Бревно, обгорелая сухая лиственница, лежало совсем рядом с палаткой, оборвав растяжки.

— Чуток правее — конец бы! — Феопалыч вдруг рассердился, покраснел и пнул поверженного шутника ногой. — Ах ты окаянный, черная немочь вонючая!..

Медведь был действительно почти черный, с проседью на хребте. Стоять возле него не очень приятно, хоть нос зажимай, но мы почему-то все смотрели, не могли отойти.

Мы вскарабкались на скалу, ходили, разглядывая следы, по плоской заболоченной вершине, среди хилого, «пьяного» леса, которому вечномерзлый грунт не дал глубоко пустить корни.

Оказалось, что медведь основательно поработал: притащил лиственницу метров за пятьдесят. От нее остался след, как от плуга.

И снова мы стояли возле медведя. Борис затачивал нож, Феопалыч — топор, но то и дело мы поглядывали вверх на скалу, словно ожидали еще какого-нибудь подарка.

Я не мог перестать думать о том, что если бы «чуток правее»… Сказал Борису:

— Советую, пока не поздно, сменить специальность!

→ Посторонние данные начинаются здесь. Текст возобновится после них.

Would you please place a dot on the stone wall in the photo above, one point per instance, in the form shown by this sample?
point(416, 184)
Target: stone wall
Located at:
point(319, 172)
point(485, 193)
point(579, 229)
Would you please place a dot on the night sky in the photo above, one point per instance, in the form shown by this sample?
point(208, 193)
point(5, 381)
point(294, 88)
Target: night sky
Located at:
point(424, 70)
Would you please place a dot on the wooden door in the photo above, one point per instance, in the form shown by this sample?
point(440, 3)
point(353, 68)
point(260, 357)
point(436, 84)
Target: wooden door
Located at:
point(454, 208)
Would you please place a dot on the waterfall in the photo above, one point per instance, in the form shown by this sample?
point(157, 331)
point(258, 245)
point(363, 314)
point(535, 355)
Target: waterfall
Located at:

Он посмотрел на меня очень внимательно, сдвинув брови, и ответил так:

— Если вы это всерьез, то, как говорится, помахай дяде ручкой! А если в шутку, то могу сказать, что дневник Черского я еще до поступления прочел и последнюю его запись никогда не забуду: изучение Сибири дело не легкое, и часто исследователя ждет неглубокая могила, вырытая заступом в вечной мерзлоте…

Свежинка на завтрак и сознание того, что все кончилось благополучно — медведь расфасован, а бревно горит в костре, — нас быстро развеселило.

Лодка выступала теперь над водой меньше чем на два пальца, но день не ночь, доберемся, по берегу перенесем, а трофеи не бросим!

— Сбылась мечта пижона, — сказал я Борису, — убил медведя, правда уже убившегося, но это деталь!

— Надо ж было вчера истратить последнюю пленку… Кто поверит без доказательств! — сокрушался Борис.

— Выдам справку с печатью! — пообещал я.

— Все равно, любой начнет: знаем, что охотники, что геологи!

— Да тут-то вроде и хвастаться нечем, — заметил Феопалыч, — лучше молчать! Медведей в горах иногда так промышляют: на тропку, где он часто ходит, ставят петлю, привязывают к ней чурку здоровенную. Угодит в нее хозяин, смекалки высвободить лапу не хватает, так он до чурки доберется и давай на ней зло срывать. Поднимет, бросит, а она его за собой… Он в рев, аж пена клочьями! Подтащит чурку куда-нибудь к обрыву и швырнет! Ну и сам, будь здоров, следом летит… Так охотничают, это верно, а вот чтобы себя как приманку подставлять — это мы, наверно, первые. Выходит, новый способ открыли. Только лучше про него не рассказывать. Засмеют!

— Разве утерпишь! — Борис безнадежно махнул рукой.

Конечно, быть открывателем нового очень приятно, но ловить медведей таким способом больше не хотелось. С тех пор никто в нашей экспедиции ни при каких обстоятельствах не останавливался на ночлег под скалами.